Kişinin zihninin odağı genel olarak yaşanan
olay ile ilgili değil de kişinin içsel dünyasına dönük ise sorunlar ortaya
çıkmaktadır. Peki kişinin içinde bulunduğu andan uzaklaşmasının sonuçları neler
olabilir ?
Buna bir örnek verecek okursak; Ahmet Bey evinde
güzel bir akşam yemeği yer. Herhangi bir fiziksel sıkıntısı bulunmamaktadır.

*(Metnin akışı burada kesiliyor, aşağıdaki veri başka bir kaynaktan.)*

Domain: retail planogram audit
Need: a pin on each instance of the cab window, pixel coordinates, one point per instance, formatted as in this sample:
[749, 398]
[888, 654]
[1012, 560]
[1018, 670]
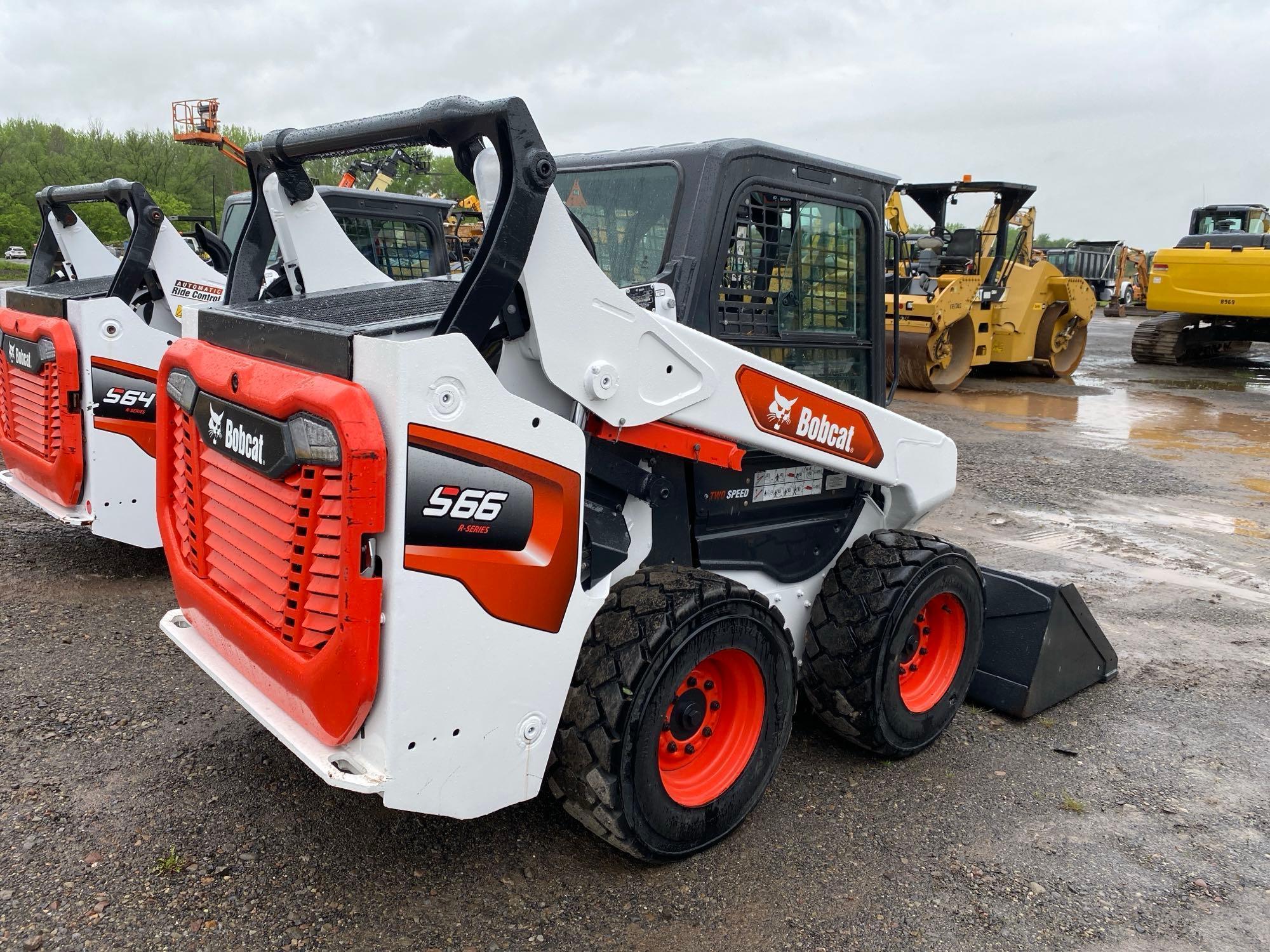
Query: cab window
[628, 213]
[232, 228]
[794, 288]
[401, 249]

Gayet huzurlu bir akşam geçirmektedir. Ancak televizyon karşısındayken bir anda
endişelenmeye başlar. Dışarıdan bakıldığı zaman ortam da kendisine endişe
verecek hiçbir unsur gözükmemektedir. Böyle bir unsur olmadığı için geriye tek
bir seçenek kalıyor. O da Ahmet Bey’in zihni. Ahmet Bey’in zihnine bir yolculuk
yaptığımız da orada olup bitenler bu endişenin sebebini anlamamıza yardım
olacaktır. Ahmet Bey’in zihninden o anda “Ya işimi kaybedersem” , “Ya sağlığım
bozulur da iş yapamaz hale gelirsem” düşünceleri geçmektedir. Görüldüğü üzere
zihnin bu şekilde düşünme yeteceği kişi de sıkıntılara sebep olmaktadır. Bu
sıkıntılara sebep olan yine bizim zihnimizdir aslında.

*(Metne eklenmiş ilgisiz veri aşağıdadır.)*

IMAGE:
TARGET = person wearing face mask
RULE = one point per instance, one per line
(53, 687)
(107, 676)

Koşulları ideal olan hayvanların doğal
ortamlarının oluşturulduğu bir hayvanat bahçesini ele alalım. Hayvanlar için
gerekli koşullar sağlanır ve onların ihtiyaçları karşılanırsa gayet huzurlu ve
mutlu bir şekilde yaşayabilirler. Bu düşündüğümüz tablonun aynısını bir de
insanlar üzerinden düşünelim. Bir grup insanı temel ihtiyaçlarının karşılandığı
böylesi bir ortam da tutarsak sonuç ne olur ? Hayal gücümüzü biraz
çalıştırırsak sonucu tahmin etmek zor olmasa gerek. Böyle bir ortamın insanlar
için bir hapishane olacağı ve mutlu bir şekilde yaşayamayacaklarını tahmin
ederiz. Temel gereksinimleri karşılanan fiziksel olarak herhangi bir sıkıntısı
olmayan diğer türlü canlılar rahat ederken, düşünme yeteneğine sahip insanın bu
koşullar altında mutlu olması zor gibi görünüyor. Düşünme yeteneği gelişmemiş
hayvanların duygusal tepkileri dış etkenler tarafından belirlenebiliyorken,
insanın duygusal tepkileri aynı zamanda kişinin kendi içsel dünyası ile de
belirlenebiliyor. Tüm bu yazılanlardan şu sonuca varabiliriz. İnsanın sorunlarının
ortaya çıkmasın da kendisi için hem bir bağış hem de ceza sayılabilecek düşünce
özelliği sayesindedir. Düşünceyi burada hem bir bağış hem de bir ceza olarak
tanımlamamız düşünceye hep olumlu bakıldığı için biraz garip gelebilir ancak
düşüncenin sonuçlarına baktığımız zaman gayet olumlu bir nitelemedir. Tüm bu
bilgiler ışığında şu sonuca varabiliriz. Düşünceler biz insanların tepkilerinde
yönlendiricidir. Düşüncelerimize göre hisseder ve o hislerimiz doğrultusunda
tepkiler veririz.
Okuduğunuz için teşekkür ederim.
Hoşçakalın, sağlıcakla kalın…
( Bu yazı da Prof. Dr. Hakan Türkçapar
hocamızın “Farket, Düşün,Hisset,Yaşa” kitabından yararlanılmıştır.)